In the beginning I’d duck around the side of a building, or into the back, as if I were committing a shameful act. Sod that! I just started doing my yoga moves and push ups and knee bends right there — at the gas pump, at the restaurant sidewalk. People in pickups might give you a sideways glance but this is what I found. People in shape approve, even applaud (in my mind of course, but they would given a different setting). People who aren’t are, well, flabby — and they wish they had the discipline to be you. I’ve had people walk by and tell me so.

At the end  of the day I would total up my 5-minute workouts and voila, 20, 30, 45 minutes of exercise had been had!

A beneficial consequence: I was more alert for driving. Suddenly the aches that had developed so quickly disappeared.

A secondary realization was this: if you ache, then you’re not moving enough — in enough different ways. When I hit the road it was as if I’d contracted instant arthritis. Unexpectedly I had joint pains that fairly bellowed. Upon entering into my 5-minute micro-workouts all those pains vanished.

Recently I brought that rhythm into my current workday. A quick 5-minute workout every hour or two. It’s actually easier because there’s so much more available to you in your regular life. On the road you only have your vehicle and pavement, maybe a strip of grass somewhere.

Yet there’s an interesting psychological component in standard life I didn’t expect. When you are driving 12 to 14 hours a day, you must make it happen every hour or two — there will be no other time available. In your regular workday there is a time seduction — you fall under the spell of I-Can-Do-It-Laterism. It’s an illusion! Shake it off!

Once you accustom yourself to taking five-minute exercise breaks in your everyday life — it becomes far more dynamic than on the road. You can take a quickie walk — can’t always do that on a lonely stretch of highway with nothin’ but venomous snakes for miles of desert (the signs say so if you’re out west, west starting with Texas).
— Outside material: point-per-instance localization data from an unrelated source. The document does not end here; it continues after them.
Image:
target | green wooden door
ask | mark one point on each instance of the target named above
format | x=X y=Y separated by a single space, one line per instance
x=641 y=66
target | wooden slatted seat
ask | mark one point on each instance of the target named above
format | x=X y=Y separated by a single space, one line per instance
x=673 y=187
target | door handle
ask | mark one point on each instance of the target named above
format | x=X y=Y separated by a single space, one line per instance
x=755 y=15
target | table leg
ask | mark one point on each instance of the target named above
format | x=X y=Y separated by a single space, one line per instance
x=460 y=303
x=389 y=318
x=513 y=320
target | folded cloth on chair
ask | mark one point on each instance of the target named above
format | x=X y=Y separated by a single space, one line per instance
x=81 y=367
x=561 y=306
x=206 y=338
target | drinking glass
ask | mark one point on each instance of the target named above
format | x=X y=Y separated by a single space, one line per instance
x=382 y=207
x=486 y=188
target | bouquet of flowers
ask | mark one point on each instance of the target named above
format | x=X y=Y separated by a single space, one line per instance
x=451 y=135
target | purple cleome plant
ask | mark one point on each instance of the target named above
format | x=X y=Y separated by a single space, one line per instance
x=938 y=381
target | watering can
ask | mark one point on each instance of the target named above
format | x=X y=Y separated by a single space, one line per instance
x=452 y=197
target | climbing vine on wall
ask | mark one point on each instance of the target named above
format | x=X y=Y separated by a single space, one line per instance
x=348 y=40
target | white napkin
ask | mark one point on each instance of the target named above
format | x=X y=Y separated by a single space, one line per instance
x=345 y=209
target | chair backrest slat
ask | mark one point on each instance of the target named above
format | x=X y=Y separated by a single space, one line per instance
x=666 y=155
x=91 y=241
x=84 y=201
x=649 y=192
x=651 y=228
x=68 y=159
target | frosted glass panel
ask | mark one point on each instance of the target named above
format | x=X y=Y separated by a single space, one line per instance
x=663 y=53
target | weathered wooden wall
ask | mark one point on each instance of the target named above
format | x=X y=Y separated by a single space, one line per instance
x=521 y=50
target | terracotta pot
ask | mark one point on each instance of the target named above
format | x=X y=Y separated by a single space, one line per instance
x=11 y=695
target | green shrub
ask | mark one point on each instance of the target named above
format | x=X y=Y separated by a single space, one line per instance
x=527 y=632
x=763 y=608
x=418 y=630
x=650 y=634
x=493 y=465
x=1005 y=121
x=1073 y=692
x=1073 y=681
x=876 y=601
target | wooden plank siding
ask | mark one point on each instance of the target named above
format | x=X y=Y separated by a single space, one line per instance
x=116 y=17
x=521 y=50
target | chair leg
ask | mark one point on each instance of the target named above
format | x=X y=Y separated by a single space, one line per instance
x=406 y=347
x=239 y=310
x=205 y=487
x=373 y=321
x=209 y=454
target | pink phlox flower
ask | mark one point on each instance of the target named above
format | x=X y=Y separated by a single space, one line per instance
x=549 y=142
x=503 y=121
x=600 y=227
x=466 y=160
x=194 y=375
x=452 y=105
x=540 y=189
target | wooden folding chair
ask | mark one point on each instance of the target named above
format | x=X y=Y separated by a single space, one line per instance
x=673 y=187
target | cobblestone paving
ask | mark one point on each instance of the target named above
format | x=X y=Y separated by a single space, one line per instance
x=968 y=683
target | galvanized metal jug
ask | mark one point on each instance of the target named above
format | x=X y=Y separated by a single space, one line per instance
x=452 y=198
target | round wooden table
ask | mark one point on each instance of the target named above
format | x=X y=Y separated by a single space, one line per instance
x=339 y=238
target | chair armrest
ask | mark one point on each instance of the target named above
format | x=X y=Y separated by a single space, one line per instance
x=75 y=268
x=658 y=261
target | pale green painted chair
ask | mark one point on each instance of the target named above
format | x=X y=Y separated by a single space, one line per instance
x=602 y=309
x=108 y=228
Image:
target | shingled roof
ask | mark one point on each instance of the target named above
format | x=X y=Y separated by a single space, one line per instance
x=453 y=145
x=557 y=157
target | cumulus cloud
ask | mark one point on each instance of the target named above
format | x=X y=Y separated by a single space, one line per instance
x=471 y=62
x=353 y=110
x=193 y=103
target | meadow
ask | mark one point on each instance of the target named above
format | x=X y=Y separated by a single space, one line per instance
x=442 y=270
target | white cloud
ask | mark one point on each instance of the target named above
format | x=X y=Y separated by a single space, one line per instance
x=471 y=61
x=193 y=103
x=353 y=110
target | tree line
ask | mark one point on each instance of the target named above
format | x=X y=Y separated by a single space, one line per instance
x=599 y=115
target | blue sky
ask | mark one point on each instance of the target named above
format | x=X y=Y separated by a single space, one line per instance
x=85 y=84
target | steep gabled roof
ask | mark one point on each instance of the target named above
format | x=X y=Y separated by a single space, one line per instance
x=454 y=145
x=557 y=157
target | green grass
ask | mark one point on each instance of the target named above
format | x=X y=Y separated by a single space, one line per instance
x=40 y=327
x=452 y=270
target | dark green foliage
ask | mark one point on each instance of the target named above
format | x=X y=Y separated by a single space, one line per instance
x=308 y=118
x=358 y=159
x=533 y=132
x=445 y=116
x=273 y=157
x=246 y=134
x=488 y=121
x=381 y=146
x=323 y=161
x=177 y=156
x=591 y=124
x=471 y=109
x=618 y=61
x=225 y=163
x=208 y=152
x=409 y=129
You know the terrain on home terrritory; there’s nothing to figure out. You can utilize your exercise equipment if you’ve got it laying about at home. A  five-minute fitness splurge is exquisite! It’s a no-boredom-guaranteed intensity.

One of my favorite routines that can be done anywhere is this: 15 slow pushups in a row, broken by an arch Downward Dog, then followed by five more slow pushups. A dozen yoga leg poses that challenge your balance, a dozen all-American knee bends — because I’m nobody’s true disciple — ending with 20 up and downs off your toes/balls of your feet while standing straight and tall, arms up in a triumphant V if you dare!

You can take that into your non-driving day, that micro-burst ethos. You have the time! And I guarantee you, you will accomplish more, feel better — and your wife won’t send you on the road to get that fine bod. That sleeker self will be yours for the price of a more enjoyable day.

Vitality can be yours five minutes at a time.